1. First, we need to calculate the force exerted by the vehicle. The force is the weight of the vehicle, which is its mass times the acceleration due to gravity. So, F = m*g = 500 kg * 10 m/s^2 = 5000 N.

2. Next, we need to convert the area from cm^2 to m^2 because the standard unit of area in this context is m^2. 1 m^2 = 10,000 cm^2, so A = 250 cm^2 * (1 m^2 / 10,000 cm^2) = 0.025 m^2.

3. Finally, we can calculate the pressure. P = F/A = 5000 N / 0.025 m^2 = 200,000 Pa or 200 kPa.

So, the maximum pressure the smaller piston would have to bear is 200 kPa.

The problem is asking for the maximum pressure that the smaller piston would have to bear. This can be found using the formula for pressure in a hydraulic system, which is P = F/A, where P is the pressure, F is the force, and A is the area.

1. First, we need to calculate the force exerted by the vehicle. The force is the weight of the vehicle, which is its mass times the acceleration due to gravity. So, F = m*g = 500 kg * 10 m/s^2 = 5000 N.

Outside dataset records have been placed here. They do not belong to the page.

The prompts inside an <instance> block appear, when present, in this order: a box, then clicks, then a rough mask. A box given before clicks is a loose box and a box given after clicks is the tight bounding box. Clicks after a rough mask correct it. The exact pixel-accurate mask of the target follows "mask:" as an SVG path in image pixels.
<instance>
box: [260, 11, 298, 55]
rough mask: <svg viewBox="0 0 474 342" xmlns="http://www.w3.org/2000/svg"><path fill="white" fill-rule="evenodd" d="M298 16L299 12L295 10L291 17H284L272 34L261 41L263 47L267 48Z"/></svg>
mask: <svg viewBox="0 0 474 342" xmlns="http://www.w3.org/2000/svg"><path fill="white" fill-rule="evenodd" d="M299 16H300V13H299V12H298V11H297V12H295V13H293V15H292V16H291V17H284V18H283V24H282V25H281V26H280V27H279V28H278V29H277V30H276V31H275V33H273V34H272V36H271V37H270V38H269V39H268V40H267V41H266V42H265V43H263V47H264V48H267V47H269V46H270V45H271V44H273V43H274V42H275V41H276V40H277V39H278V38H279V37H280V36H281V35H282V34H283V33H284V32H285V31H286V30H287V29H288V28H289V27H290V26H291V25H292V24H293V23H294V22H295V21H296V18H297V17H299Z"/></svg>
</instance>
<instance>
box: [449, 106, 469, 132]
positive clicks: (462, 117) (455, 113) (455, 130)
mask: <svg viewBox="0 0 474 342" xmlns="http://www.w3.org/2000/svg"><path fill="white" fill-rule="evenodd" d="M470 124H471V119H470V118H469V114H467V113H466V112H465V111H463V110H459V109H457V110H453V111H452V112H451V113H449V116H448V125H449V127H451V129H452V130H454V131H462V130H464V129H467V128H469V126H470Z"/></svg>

2. Next, we need to convert the area from cm^2 to m^2 because the standard unit of measurement for area in this context is m^2. 1 m^2 = 10,000 cm^2, so A = 250 cm^2 * (1 m^2 / 10,000 cm^2) = 0.025 m^2.

3. Finally, we can calculate the pressure. P = F/A = 5000 N / 0.025 m^2 = 200,000 Pa.

So, the maximum pressure the smaller piston would have to bear is 200,000 Pa.